Individuals and consumers
- You must get clear information to consent. You can withdraw consent later.
- You can ask if an organization has your personal information, how it is used, and to whom it was disclosed. You can request access and corrections.
- You must be told about certain data breaches that create a real risk of significant harm (like identity theft or financial loss).
- If an automated system made a decision about you that has a legal or similarly significant effect (for example, a loan denial), you can ask for an explanation and submit written arguments to a human reviewer at the organization.
- You can ask an organization to dispose of your personal information in set situations (for example, if consent was withdrawn or the data is no longer needed), with some exceptions.
- Data portability: you may be able to direct one organization to send your data to another when the government has set up a data mobility framework for that sector.
- Children’s information is treated as sensitive. A parent or guardian can exercise rights for a child, unless the child is capable and wants to act for themselves.
Employees in federally regulated workplaces (banks, airlines, telecoms, etc.)
- Your employer may collect, use, or disclose your personal information without consent if necessary to establish, manage, or end your employment and if you are informed.
Businesses and other organizations engaged in commercial activities
- You must designate a privacy lead and maintain a privacy management program (policies, training, complaint handling, and public explanations of your practices).
- Collect only what is necessary for stated purposes and record those purposes before collecting. Use plain language for consent, identify third parties, and avoid bundled consent beyond what is necessary to deliver the product or service.
- You may rely on certain no‑consent grounds (for example, necessary business activities, specified legitimate interests after an assessment and risk mitigation, internal research on de‑identified data, transfers to service providers, emergencies, fraud prevention, or legal requests). Some activities are restricted (for example, using address‑harvesting tools or unlawfully accessing computer systems).
- Before disclosing or transferring personal information outside Canada, conduct a privacy impact assessment and mitigate risks (for example, contracts or approved codes/certifications).
- Put in place physical, organizational, and technological safeguards proportionate to sensitivity, keep breach records, report qualifying breaches to the Commission, notify affected individuals, and ensure service providers offer equivalent protection by contract.
- Be transparent about your use of automated decision systems that could significantly affect people, cross‑border transfers, and retention periods for sensitive data. Respond to access requests within 30 days (with limited extensions).
- Non‑compliance risks orders, audits, administrative penalties (up to the greater of $10 million or 3% of global revenue per investigation), and potential criminal fines for knowing offences or obstruction (up to the greater of $25 million or 5% of global revenue). Individuals may sue after a regulator’s contravention finding.
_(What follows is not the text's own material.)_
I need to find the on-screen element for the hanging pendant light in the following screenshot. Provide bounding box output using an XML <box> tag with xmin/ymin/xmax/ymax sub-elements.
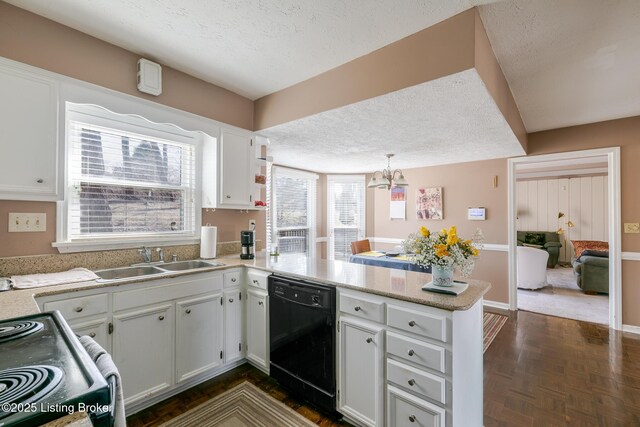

- Approved codes of practice and certification programs may be available, but they do not replace your legal duties.
Service providers (including affiliates and contractors)
- You must notify the controlling organization of any breach you detect. If you use data for any purpose other than the one you received it for, you assume full obligations under the Act.
Journalistic, artistic, or literary activities
- Collection and use solely for these purposes are exempt.